Naxaithong district deputy head Phouvone Phong-Latkeo said, however, that local villagers have no right to the disputed land, saying the Vientiane Agriculture and Forestry Department had handed it over to the military following the Nam Houm flood and that it was now property of the state.
“Villagers grabbed and repurposed the land without authorizing documents. In fact, the land is reserved for the Nam Houn Reservoir and does not belong to them,” he said, adding that villagers displaced in 1989 by the reservoir’s collapse had already been compensated for their loss.
The five villagers detained by soldiers on Sunday had not been formally arrested but were taken away for “re-education” because they had gathered others to stage a protest and cause disruptions, Phouvone said. “Thus, the officers had to assert their control and prevent more problems.”
Sources told RFA on Tuesday that the five now held are being questioned by military authorities, with no word given yet on when they may be released.
“The military will release them later, but they may still end up being held for a while,” a Naxaithong district official said. “Their families have asked the military for permission to visit and bring them some food, but their request was denied.
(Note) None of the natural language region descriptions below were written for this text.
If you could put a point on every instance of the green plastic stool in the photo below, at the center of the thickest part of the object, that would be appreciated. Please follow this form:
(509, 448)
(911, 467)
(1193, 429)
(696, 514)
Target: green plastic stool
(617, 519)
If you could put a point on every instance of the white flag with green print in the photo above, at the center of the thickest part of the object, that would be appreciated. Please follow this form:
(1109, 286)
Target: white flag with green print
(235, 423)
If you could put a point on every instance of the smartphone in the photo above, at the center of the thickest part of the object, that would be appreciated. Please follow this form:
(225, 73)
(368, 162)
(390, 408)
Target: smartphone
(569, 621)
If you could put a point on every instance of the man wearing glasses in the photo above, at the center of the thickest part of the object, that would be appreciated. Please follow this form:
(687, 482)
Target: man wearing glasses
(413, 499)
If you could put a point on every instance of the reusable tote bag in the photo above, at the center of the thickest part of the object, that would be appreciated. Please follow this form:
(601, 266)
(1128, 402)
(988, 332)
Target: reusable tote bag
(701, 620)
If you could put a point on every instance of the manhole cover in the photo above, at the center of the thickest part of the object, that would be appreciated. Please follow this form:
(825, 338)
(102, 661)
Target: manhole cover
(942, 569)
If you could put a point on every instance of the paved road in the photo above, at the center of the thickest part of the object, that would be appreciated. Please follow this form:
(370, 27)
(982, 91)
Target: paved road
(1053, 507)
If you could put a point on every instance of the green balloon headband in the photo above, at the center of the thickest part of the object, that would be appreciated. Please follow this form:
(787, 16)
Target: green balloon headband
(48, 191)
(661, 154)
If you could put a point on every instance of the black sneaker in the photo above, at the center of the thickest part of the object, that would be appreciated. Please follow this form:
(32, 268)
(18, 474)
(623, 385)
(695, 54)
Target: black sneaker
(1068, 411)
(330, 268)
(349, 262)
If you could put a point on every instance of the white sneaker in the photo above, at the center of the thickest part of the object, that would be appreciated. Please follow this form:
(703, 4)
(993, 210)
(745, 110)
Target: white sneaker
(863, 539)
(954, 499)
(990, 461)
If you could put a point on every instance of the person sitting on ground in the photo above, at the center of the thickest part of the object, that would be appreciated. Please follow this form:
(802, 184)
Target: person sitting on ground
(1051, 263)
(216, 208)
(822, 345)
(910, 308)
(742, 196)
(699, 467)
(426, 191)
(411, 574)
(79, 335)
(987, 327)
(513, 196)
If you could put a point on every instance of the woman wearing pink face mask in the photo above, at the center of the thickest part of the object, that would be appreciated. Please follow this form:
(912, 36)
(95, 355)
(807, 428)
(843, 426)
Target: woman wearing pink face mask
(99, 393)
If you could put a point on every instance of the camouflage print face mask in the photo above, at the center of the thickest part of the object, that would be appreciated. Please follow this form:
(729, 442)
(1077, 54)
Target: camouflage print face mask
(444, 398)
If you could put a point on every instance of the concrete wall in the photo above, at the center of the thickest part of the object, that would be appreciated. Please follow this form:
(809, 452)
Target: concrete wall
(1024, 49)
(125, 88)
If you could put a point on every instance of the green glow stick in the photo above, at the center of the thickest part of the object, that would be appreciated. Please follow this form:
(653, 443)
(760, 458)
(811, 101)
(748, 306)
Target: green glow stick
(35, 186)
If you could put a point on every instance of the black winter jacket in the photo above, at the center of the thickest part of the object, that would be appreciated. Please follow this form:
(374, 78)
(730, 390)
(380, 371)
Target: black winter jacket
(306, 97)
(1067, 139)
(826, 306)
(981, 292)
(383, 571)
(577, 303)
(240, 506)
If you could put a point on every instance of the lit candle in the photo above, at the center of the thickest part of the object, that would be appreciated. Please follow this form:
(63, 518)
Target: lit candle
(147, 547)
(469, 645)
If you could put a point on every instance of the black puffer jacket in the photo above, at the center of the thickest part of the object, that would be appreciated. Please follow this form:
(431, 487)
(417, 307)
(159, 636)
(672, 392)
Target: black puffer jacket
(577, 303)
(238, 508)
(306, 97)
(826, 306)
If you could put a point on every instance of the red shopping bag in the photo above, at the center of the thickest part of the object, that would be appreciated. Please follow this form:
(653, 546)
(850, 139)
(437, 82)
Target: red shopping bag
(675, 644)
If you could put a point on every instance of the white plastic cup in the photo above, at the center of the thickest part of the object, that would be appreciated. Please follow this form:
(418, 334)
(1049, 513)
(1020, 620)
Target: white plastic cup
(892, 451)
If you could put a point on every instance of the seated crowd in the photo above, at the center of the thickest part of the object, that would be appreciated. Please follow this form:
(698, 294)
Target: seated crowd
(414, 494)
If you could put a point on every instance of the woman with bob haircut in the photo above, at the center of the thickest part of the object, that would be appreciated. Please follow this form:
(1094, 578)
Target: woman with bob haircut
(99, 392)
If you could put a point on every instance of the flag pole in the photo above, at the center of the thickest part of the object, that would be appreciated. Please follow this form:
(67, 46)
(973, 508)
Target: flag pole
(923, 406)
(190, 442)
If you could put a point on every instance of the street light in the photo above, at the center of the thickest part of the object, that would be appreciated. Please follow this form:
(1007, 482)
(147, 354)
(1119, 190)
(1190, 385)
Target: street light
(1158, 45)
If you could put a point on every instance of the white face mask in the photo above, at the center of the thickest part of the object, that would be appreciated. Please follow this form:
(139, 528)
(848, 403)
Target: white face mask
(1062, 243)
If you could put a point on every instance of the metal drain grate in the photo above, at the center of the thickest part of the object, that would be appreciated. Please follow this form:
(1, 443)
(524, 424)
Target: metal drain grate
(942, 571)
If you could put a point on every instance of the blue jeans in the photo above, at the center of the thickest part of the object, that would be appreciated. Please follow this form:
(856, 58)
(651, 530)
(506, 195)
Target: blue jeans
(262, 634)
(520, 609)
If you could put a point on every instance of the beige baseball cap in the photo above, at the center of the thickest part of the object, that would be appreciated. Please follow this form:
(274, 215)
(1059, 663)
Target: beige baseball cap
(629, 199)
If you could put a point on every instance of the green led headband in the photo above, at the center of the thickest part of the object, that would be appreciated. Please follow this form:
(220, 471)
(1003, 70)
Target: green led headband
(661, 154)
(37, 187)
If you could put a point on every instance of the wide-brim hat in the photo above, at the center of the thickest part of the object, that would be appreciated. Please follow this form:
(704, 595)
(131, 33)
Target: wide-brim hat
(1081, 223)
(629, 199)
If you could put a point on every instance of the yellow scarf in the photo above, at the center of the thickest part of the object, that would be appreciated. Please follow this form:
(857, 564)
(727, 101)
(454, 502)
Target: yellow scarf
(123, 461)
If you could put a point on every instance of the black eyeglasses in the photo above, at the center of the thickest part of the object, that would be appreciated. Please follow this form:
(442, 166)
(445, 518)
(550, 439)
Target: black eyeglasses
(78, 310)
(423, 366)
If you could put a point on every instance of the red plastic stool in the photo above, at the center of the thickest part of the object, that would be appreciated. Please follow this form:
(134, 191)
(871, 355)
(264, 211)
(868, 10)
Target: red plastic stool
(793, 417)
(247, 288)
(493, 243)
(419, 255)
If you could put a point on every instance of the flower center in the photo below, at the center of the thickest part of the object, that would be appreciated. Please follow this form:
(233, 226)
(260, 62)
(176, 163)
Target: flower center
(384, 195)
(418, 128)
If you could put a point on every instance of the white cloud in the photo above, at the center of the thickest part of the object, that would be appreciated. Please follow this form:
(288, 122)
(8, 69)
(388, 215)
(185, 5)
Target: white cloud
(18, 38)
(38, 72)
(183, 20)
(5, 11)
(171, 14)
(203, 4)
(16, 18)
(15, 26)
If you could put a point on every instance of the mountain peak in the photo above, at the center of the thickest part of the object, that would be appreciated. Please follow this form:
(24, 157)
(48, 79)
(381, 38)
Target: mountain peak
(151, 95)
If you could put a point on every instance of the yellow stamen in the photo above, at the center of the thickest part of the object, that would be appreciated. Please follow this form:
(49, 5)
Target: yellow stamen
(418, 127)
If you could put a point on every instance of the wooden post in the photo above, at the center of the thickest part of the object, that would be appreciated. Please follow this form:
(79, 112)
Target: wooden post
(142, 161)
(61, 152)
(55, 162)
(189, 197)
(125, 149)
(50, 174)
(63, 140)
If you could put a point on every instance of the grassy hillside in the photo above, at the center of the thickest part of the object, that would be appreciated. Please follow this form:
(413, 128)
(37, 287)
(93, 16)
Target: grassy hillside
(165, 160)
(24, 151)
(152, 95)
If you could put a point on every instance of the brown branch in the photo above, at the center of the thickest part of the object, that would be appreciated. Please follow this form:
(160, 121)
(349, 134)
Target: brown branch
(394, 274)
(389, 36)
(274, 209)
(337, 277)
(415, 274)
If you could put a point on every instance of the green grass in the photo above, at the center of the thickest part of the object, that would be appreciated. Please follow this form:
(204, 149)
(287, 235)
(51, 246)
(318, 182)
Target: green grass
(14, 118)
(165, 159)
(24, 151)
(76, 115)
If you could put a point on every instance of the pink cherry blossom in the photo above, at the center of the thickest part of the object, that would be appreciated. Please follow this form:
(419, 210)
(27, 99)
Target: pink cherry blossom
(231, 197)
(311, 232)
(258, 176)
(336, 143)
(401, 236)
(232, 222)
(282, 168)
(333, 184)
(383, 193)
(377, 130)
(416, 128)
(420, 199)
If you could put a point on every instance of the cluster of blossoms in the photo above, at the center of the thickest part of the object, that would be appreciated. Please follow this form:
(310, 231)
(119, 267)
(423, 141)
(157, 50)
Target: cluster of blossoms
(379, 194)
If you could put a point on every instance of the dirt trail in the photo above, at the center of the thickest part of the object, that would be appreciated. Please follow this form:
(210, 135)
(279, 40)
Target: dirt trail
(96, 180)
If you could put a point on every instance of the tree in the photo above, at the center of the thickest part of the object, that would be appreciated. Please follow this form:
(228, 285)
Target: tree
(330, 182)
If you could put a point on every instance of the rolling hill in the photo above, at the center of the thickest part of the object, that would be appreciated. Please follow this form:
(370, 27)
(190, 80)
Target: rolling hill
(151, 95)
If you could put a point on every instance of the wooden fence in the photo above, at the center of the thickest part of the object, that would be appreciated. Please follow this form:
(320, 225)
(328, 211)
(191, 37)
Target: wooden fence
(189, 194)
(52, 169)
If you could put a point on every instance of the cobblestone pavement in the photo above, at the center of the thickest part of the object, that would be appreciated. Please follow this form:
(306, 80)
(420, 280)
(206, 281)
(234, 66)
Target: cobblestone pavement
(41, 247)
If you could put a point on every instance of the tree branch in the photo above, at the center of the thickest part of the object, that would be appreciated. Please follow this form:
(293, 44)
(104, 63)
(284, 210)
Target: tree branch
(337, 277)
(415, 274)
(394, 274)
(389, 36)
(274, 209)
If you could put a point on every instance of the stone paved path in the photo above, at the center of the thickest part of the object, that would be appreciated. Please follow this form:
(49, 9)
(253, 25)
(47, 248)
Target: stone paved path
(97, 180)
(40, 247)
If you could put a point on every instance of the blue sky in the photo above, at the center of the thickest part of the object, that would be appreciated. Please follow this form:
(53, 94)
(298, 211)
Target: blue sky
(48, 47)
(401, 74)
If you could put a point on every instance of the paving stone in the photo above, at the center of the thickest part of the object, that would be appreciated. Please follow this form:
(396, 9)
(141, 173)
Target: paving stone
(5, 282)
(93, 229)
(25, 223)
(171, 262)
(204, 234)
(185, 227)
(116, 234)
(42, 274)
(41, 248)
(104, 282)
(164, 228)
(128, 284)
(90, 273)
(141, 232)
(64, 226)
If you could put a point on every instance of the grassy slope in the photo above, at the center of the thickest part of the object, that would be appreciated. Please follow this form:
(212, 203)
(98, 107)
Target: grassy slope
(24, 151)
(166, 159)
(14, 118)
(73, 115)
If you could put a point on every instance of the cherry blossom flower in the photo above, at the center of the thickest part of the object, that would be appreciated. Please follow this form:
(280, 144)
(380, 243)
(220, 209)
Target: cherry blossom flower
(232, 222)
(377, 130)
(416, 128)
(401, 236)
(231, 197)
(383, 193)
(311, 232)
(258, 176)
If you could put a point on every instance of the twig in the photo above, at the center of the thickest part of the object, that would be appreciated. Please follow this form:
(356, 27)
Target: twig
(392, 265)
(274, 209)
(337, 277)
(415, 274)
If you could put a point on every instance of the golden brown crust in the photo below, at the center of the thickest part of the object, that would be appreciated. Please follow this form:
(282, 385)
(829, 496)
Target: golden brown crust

“The military officers haven’t said when they’re going to release the villagers. But some rumors say they might be freed sometime after the Lao New Year on April 15,” a district villager added.
Reached for comment, family members of some of those now held declined to speak about the case, fearing retaliation by authorities, while one family member was ordered on Monday to delete a video he had taken of the arrests.
An official of the People’s Council, meanwhile, said his office had received no reports of the conflict or arrests.
“A report may have been sent to the economic committee, though, because the conflict involves land,” he said.
Some of the families living on the 25-hectare area of land now claimed by the army had inherited the land from their parents even before the 1975 communist takeover of Laos, and had paid property taxes on the land ever since, another villager told RFA.
“The military says that the land belongs to the army, but everybody knows that the land belongs to the villagers,” the villager said, also speaking on condition of anonymity. “Before building anything, the military should at least have asked for approval from the village authorities, but in this case they began building things without any warning,” he said.
Translated by Ounkeo Souksavanh for RFA’s Lao Service. Written in English by Richard Finney.